4. Diversify and innovate: Levi Strauss & Co.
If raw materials become scarce and prices rise in a changing climate, this will ripple down the chain to reach businesses halfway around the globe.
We’ve already seen this happen in places like France, where a butter shortage following a summer of drought increased costs for bakeries and restaurants across the country.
Levi Strauss & Co. is anticipating a dramatic drop in cotton yields due to drought and unpredictable rain patterns. So the jean maker is now developing jeans made from more recycled cotton, experimenting with new material that will be less vulnerable to climate risks. Businesses that can project future shortages and changing markets will have more time to adapt and look for new opportunities.
5. Address climate change, the root problem of it all: Walmart
Of course, adaptation is only half of the solution. Today, we have countless examples of business leaders who realize that reducing greenhouse gas emissions is imperative to business growth and a healthy bottom line.
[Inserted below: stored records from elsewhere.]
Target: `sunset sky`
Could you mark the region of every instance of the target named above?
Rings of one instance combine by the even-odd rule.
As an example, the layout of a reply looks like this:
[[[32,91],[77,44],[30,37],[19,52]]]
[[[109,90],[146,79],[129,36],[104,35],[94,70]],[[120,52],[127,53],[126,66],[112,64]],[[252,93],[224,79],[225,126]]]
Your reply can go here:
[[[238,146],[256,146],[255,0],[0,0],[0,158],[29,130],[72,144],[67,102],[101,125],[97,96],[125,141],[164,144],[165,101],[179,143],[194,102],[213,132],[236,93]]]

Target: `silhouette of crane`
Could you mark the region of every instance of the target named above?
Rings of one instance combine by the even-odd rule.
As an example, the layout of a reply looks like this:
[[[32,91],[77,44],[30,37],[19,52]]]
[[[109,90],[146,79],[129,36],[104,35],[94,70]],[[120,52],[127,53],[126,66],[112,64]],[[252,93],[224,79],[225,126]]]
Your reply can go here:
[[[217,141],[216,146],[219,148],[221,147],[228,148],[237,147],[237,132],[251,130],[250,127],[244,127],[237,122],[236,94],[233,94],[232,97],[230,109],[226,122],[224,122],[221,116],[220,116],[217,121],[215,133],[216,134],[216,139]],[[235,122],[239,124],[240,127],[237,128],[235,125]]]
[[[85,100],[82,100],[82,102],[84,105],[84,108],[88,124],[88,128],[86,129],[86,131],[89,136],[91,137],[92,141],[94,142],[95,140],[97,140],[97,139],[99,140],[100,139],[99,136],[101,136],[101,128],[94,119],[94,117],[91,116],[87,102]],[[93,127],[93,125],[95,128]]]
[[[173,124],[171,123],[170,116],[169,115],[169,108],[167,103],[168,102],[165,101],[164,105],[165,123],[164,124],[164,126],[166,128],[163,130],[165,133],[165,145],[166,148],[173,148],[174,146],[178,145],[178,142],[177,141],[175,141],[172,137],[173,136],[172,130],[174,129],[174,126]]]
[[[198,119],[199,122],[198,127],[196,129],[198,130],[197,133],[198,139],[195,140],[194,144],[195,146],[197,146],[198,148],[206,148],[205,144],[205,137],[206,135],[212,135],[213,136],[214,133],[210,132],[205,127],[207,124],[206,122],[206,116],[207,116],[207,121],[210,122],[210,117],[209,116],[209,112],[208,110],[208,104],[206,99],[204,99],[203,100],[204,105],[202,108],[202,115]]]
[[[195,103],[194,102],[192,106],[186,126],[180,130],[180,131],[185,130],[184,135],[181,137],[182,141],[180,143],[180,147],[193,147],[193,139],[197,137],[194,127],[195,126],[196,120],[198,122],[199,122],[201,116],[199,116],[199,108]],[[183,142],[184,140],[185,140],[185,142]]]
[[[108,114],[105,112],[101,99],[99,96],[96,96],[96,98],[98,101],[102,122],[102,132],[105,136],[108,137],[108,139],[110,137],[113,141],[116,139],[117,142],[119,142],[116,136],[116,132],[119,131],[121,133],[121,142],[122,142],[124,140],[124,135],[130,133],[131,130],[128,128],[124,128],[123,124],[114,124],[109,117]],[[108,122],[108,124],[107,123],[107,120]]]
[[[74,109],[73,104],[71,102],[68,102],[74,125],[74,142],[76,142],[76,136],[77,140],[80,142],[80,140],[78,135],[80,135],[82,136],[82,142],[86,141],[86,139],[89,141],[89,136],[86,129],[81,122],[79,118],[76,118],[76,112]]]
Walmart, for example, has asked its vast supply chain to slash 1 gigaton of greenhouse gas emissions, while making its fleet of trucks and buildings more energy efficient.
Similarly, UPS announced an effort to develop and test a new technology that would convert the company’s delivery trucks from diesel to electric – continuing a trend of businesses seeking to reduce their carbon footprint.
These leading brands are also increasingly demanding sound federal and state climate policies to try to limit future risk. Understanding and assessing climate-related risks is good business, and essential for long-term planning and adaptation.
Business leaders who plan for a more disruptive climate future and act decisively will ultimately differentiate themselves from those that don’t.